Wednesday, November 19, 2008

Eruption.

Life is just so crazy. Some times I don't even understand myself...


Despite all the friends I've been able to see and the fun activities happening, I always end up feeling down. I guess some things just build up. I'm like a volcano waiting to go off... I can feel it bubbling up, waiting to be poured out, just waiting to cry out to anybody. Anybody who I feel will actually listen, that is. And there really aren't that many people who I feel I can really pour it all out to. (at any rate though, thanks Bo for being there and sitting through my rants...lol)

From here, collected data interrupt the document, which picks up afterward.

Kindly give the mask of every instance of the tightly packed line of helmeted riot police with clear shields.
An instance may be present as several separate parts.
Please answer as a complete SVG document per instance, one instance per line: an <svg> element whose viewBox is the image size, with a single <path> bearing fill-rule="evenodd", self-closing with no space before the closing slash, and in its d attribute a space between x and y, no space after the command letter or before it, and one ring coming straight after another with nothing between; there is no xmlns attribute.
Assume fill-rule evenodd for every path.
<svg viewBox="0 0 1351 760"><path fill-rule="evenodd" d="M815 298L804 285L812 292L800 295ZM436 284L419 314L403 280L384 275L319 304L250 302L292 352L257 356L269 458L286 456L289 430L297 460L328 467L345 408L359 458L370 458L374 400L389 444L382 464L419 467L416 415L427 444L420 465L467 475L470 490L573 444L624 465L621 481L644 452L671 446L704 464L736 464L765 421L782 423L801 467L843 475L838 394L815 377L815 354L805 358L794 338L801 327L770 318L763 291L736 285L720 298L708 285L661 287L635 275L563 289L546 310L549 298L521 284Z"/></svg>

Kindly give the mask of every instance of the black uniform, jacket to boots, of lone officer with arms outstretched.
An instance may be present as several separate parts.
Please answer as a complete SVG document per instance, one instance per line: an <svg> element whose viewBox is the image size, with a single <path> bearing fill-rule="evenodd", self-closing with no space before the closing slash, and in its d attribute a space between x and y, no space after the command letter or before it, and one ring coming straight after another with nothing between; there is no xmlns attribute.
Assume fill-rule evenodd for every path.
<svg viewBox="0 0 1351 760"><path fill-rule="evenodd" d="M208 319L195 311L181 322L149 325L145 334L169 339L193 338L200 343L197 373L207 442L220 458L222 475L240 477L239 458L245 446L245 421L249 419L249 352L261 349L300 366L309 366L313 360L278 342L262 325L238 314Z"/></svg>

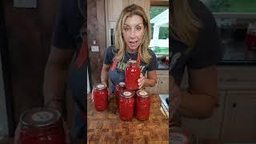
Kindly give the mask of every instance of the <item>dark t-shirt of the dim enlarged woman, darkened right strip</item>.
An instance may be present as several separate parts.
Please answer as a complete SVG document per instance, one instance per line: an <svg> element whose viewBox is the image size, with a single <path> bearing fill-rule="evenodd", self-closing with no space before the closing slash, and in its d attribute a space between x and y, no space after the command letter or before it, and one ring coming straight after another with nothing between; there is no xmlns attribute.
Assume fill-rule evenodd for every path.
<svg viewBox="0 0 256 144"><path fill-rule="evenodd" d="M178 85L182 81L186 66L191 69L213 66L218 64L222 55L220 35L213 14L198 0L188 2L195 16L202 21L203 27L199 31L198 42L191 50L187 50L184 43L171 38L170 75L174 77Z"/></svg>

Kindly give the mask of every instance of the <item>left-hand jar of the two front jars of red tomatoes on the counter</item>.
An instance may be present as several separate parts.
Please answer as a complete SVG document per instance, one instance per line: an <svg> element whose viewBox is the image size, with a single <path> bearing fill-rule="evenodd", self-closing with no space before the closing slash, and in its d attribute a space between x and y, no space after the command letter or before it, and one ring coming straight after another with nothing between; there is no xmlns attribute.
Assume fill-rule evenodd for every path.
<svg viewBox="0 0 256 144"><path fill-rule="evenodd" d="M123 90L119 102L119 116L124 121L130 121L134 116L134 92Z"/></svg>

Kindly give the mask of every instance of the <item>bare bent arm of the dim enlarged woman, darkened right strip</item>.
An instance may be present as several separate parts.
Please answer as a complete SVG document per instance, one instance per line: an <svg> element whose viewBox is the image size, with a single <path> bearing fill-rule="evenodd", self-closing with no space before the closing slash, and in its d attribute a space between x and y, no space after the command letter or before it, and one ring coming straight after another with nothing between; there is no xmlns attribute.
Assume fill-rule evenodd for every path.
<svg viewBox="0 0 256 144"><path fill-rule="evenodd" d="M218 104L218 73L215 66L189 69L189 90L174 86L173 95L180 96L178 113L193 118L208 118Z"/></svg>

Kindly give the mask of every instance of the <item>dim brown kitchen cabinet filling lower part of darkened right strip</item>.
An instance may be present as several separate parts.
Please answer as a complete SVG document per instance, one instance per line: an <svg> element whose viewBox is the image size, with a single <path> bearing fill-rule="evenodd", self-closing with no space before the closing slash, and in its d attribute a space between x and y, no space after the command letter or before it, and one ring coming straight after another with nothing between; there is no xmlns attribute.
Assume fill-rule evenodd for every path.
<svg viewBox="0 0 256 144"><path fill-rule="evenodd" d="M199 138L256 142L256 67L218 66L220 101L206 119L182 118L182 128ZM188 86L187 74L182 90Z"/></svg>

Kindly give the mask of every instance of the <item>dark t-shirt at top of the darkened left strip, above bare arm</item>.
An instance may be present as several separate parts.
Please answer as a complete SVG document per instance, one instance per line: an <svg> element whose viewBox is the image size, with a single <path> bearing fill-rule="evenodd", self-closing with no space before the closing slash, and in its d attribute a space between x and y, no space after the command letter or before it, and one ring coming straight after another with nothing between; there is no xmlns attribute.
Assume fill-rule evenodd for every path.
<svg viewBox="0 0 256 144"><path fill-rule="evenodd" d="M84 0L61 0L52 45L58 49L79 51L86 30L85 16Z"/></svg>

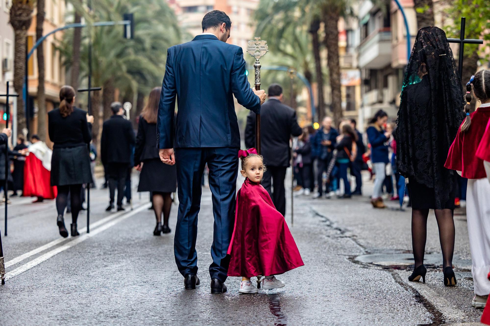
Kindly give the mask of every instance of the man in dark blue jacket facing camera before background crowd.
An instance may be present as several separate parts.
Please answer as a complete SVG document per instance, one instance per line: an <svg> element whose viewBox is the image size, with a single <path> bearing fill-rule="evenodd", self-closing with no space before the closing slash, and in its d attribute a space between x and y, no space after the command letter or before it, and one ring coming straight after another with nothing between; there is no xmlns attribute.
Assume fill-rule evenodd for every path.
<svg viewBox="0 0 490 326"><path fill-rule="evenodd" d="M335 149L335 142L339 133L336 129L332 128L332 118L325 116L321 122L322 126L315 135L312 146L315 148L318 155L317 161L317 182L318 182L318 192L313 198L320 198L323 194L323 172L326 172L328 165L333 157L333 150ZM335 175L332 171L332 176ZM332 179L332 178L331 178ZM329 184L325 186L325 196L329 198Z"/></svg>

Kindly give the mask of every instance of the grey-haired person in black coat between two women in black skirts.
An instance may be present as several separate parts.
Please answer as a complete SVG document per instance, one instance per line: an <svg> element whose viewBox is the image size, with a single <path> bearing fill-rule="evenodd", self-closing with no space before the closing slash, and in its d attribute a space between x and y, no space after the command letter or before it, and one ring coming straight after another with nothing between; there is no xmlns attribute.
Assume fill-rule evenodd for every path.
<svg viewBox="0 0 490 326"><path fill-rule="evenodd" d="M107 166L109 174L109 206L106 211L114 209L114 196L118 189L118 211L123 209L124 186L127 169L131 164L131 147L135 144L131 122L124 118L123 105L120 102L111 104L113 115L104 121L100 137L100 157Z"/></svg>

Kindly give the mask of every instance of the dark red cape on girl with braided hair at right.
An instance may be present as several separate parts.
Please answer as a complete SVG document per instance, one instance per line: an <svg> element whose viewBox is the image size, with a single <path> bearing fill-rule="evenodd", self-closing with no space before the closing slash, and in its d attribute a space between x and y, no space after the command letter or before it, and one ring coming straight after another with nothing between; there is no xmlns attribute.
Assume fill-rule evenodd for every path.
<svg viewBox="0 0 490 326"><path fill-rule="evenodd" d="M470 117L469 129L463 133L460 126L456 139L449 148L444 166L461 171L463 178L482 179L486 178L487 174L483 160L477 157L476 152L490 119L490 107L480 107L470 114Z"/></svg>

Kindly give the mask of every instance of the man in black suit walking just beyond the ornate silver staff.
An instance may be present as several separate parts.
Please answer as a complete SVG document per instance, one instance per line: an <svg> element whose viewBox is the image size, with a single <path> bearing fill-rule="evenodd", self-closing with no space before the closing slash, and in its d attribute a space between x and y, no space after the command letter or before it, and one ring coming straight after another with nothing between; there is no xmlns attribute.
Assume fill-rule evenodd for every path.
<svg viewBox="0 0 490 326"><path fill-rule="evenodd" d="M291 160L289 140L291 136L301 135L302 130L296 121L296 112L282 104L281 86L270 85L268 92L269 100L260 109L261 154L267 167L262 185L269 192L276 209L284 216L286 214L284 179ZM246 119L245 145L247 148L255 146L255 115L252 113Z"/></svg>

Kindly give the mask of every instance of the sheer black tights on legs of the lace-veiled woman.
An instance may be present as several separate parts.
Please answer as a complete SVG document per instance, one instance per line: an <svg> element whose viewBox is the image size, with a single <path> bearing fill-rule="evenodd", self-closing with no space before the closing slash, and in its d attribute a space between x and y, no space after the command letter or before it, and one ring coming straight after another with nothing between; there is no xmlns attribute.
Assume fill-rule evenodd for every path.
<svg viewBox="0 0 490 326"><path fill-rule="evenodd" d="M439 227L439 241L442 250L442 266L452 267L454 253L454 220L453 210L434 210ZM414 250L415 268L424 263L425 241L427 239L427 217L429 210L412 209L412 248Z"/></svg>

Between having all of my co-volunteers at the library move and be replaced by a boatload of strangers and a certain practical joke that I won't go into detail of, and the fact that there are certain friends whom I really wish I could talk to more but they've lately been rather unresponsive...eh, life.

But why am I letting things get my down so much? I don't know. It's like I can't control it any more... I've ignored my problems for so long that they've finally come back to bite me, to get that one last laugh. *sigh*

7 comments:

Katie said...

eruption . . . scary thing. I can feel it bubling up everyonce and a while. When everything seems rather annoying. Life is so confusing.

Sarah said...

Heck yes. It most definitely is!

Katie said...

go into your room and have a private Eruption . .. :)

Sarah said...

Yup. 'Tis what I tend to do most often. If the weather were warmer I'd go and bike until I feel better, but I'm learning the hard way that it is quite miserable to bike in the cold. It makes my head hurt :-P bleh. I just discovered the fact this morning...lol

Anonymous said...

Look to the Light, everything will be ok. Believe me, I have been through that whole thing many times.

Sarah said...

Thanks Lucy :-)
in the back of my mind I had been wondering if perhaps that was one of those things they always talk about where teenagers say "Well nobody understands" and think they're the only ones.

Bo said...

oops . . . . i hope this wasn't from my post . . . . lol. hope you get better!